April 25, 2015
The Delta Sigma Pi – Beta Kappa Chapter hosted a talk for business students on Thursday in the DSPeaks series featuring University of Texas alumnus Burnie Burns, co-founder and former CEO of Rooster Teeth Productions.
The event focused on Burns’ experience in starting and maintaining his own small business, and how chance and unexpected opportunities shaped the early days of Rooster Teeth Productions, a production company that specializes in video game-themed content. Rooster Teeth celebrated its thirteenth anniversary earlier this month, and according to DPS Vice President of Professional Activities Andrew Watts, is a company that has had a widespread influence online.
“The entire goal of DSPeaks is to bring in awesome speakers from companies students wouldn’t normally get to hear from,” Watts said. “With the massive growth Rooster Teeth had under his time as CEO of the company and now as Creative Director, [Burns] definitely knows what he’s talking about.”
Burns began by talking about his time at UT and how the sudden popularity of the Internet during his college career affected his career goals. Although he started out as a pre-med student, during his senior year Burns switched his major to computer science.
“As soon as I saw some of the early stuff on the web, I just instantly got it,” he said. “It’s almost a feeling of, I had been waiting for this, and I didn’t know I was waiting for it.”
While studying computer science, Burns became interested in filmmaking. After getting bored of sitting in on a few film theory classes, he got involved in Texas Student Television, a student-run television station at UT.
During this time, Burns also worked at a telemarketing company called teleNetwork, where he says he “learned everything I know about business.” With the growth of the Internet, Burns helped teleNetwork expand into a tech support center.
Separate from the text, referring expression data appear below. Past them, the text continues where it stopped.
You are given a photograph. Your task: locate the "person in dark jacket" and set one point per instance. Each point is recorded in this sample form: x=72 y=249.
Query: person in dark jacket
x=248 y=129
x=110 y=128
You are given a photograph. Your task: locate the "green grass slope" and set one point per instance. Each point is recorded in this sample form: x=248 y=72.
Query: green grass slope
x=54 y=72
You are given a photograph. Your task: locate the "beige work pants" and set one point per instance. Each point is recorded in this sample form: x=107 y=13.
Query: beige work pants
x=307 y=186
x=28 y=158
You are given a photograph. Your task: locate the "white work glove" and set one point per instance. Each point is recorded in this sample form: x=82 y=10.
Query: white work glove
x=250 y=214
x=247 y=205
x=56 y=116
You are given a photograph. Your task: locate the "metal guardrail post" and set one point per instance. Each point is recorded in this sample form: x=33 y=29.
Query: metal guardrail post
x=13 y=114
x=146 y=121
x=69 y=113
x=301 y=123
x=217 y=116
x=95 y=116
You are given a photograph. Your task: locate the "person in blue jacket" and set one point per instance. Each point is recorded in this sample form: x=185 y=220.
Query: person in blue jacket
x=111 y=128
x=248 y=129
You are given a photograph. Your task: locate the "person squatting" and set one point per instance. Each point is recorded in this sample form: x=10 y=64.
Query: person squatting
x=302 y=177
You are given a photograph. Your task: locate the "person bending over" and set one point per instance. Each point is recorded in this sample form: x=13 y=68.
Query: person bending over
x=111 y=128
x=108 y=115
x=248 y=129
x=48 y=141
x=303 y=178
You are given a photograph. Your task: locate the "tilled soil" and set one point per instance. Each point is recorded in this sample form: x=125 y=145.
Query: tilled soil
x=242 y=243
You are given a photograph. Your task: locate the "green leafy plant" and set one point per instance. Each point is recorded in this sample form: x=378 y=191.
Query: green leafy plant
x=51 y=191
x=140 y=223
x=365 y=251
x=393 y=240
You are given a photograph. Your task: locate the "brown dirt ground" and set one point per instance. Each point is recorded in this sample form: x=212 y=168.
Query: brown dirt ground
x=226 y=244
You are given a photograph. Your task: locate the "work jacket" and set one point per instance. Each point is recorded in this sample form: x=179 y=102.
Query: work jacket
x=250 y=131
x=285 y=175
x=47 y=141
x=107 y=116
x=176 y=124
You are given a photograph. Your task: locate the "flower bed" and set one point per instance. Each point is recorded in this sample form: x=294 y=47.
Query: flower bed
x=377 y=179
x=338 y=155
While working at teleNetwork, Burns and a number of his co-workers created a parody video for the Internet in 2002 that instantly got attention. The success of the video was a change from earlier failures in the independent film market.
“For us, that was like, all those walls fell down,” Burns said. “And then we thought, Why are we going to this independent film festival? Why don’t we go directly to the audience and use the Internet to do that?”
Soon after, in 2003, Burns and his colleagues created their first original series, “Red vs. Blue,” a machinima-style science-fiction story based on Microsoft’s Halo video game series. Surprisingly to Burns, the series instantly took off, with a quarter of a million hits on the series’ second week.
“I guess ‘Red vs Blue’ was almost like one of those classic overnight success stories that you hear about in American business,” he said. “It was like falling up a cliff.”
In the beginning, Rooster Teeth saw sites like YouTube and social media to be competitors, but eventually adapted to use YouTube as a tool to expand their audience. They quickly grew to become the fourth most-watched channel on YouTube.
“You have to stay adaptive as a company,” Burns said. “We stick to our fundamentals, but you can’t stick to your fundamentals the way you put blinders on.”
Burns credits his foresight and Rooster Teeth’s trend of innovative technology and storytelling for its success. He encourages young businesspeople to work to “stay ahead of the competition.”
“It’s always easy to connect the dots backwards,” he said. “But if you can make a projection of where the next dot is going to be, that’s a big part of business.”